September 10, 2008November 14, 2013Daniel Gouré, Ph.D.

Research Study

Presented to the Commission on the Strategic Posture of the United States

The term strategic posture generally is associated with the means and methods by which nations pursue their national interests — principally military forces and the way they are organized and employed. The link between national interests and strategic posture is determined by a nation’s strategic objectives. A nation’s most fundamental national interest is survival. Hence, its foremost strategic objective is to secure the homeland from attack. A strategic posture must first have adequate means and methods to ensure that objective. During the Cold War, the United States entered into a series of alliance relationships that extended the protection provided by its strategic posture to allies in Europe and the Pacific. U.S. national security policy also left open the possibility that nuclear weapons might be employed if other vital interests were threatened.

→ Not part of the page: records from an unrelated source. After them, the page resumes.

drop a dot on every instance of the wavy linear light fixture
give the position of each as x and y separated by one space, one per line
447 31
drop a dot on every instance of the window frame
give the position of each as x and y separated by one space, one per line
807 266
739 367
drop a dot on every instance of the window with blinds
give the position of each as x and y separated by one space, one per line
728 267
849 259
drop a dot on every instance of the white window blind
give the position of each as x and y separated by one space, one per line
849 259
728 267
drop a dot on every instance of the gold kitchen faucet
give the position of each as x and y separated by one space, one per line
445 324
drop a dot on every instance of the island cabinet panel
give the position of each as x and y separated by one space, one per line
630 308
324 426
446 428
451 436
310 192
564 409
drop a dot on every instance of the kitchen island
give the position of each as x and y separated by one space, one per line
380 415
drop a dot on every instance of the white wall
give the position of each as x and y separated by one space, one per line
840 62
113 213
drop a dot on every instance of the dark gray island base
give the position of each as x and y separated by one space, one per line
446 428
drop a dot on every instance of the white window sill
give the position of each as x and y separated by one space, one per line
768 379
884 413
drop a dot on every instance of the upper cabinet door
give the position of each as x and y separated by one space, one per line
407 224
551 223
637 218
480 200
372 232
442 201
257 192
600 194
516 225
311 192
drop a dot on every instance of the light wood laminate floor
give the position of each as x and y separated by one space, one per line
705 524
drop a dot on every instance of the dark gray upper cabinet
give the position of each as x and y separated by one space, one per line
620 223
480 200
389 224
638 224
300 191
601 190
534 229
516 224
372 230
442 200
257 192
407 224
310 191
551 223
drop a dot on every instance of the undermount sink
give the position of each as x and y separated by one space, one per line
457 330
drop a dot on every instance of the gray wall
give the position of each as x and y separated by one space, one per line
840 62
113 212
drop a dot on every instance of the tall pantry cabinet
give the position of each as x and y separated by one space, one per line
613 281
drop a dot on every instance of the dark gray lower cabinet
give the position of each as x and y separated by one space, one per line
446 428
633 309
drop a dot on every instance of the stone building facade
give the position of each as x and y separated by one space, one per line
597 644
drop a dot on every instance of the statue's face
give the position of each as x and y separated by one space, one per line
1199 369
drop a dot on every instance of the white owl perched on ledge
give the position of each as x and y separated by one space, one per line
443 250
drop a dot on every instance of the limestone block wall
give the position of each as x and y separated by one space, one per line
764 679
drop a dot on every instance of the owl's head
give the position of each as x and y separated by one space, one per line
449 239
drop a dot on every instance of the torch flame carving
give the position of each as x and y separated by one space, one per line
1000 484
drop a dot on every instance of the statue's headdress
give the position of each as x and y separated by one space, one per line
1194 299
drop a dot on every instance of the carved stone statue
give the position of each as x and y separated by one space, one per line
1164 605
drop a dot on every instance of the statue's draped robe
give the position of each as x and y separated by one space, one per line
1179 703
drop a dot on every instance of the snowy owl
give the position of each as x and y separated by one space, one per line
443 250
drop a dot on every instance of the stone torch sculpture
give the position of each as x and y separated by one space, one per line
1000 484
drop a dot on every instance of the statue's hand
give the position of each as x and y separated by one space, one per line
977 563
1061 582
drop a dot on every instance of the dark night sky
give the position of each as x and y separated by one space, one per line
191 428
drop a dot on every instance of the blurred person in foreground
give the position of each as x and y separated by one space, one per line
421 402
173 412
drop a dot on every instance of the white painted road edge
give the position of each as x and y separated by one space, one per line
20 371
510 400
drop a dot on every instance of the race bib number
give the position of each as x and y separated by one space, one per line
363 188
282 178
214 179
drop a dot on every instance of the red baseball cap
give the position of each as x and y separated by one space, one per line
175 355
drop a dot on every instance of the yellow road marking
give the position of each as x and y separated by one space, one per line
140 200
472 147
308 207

As technology has advanced, so too have the capabilities that constitute the strategic posture in a series of what historians term “revolutions in military affairs.” The invention of gunpowder, the internal combustion engine, electric current, nuclear fission and the integrated circuit all produced transformations in both the means and methods that characterized the strategic posture. Some new technologies led to the expansion of the definition of a strategic posture to include new domains for warfare, notably the oceans, airspace and outer space.

After World War Two, the term strategic posture came to be almost singularly associated with nuclear weapons and the long-range means to deliver them, as well as the infrastructure to build and support them.

What distinguished the strategic posture of the Cold War from that of previous eras was the acceptance by both sides of mutual vulnerability. The strategic posture was designed and built primarily to deter a nuclear attack, rather than to defeat one or otherwise prevail in the event of a conflict.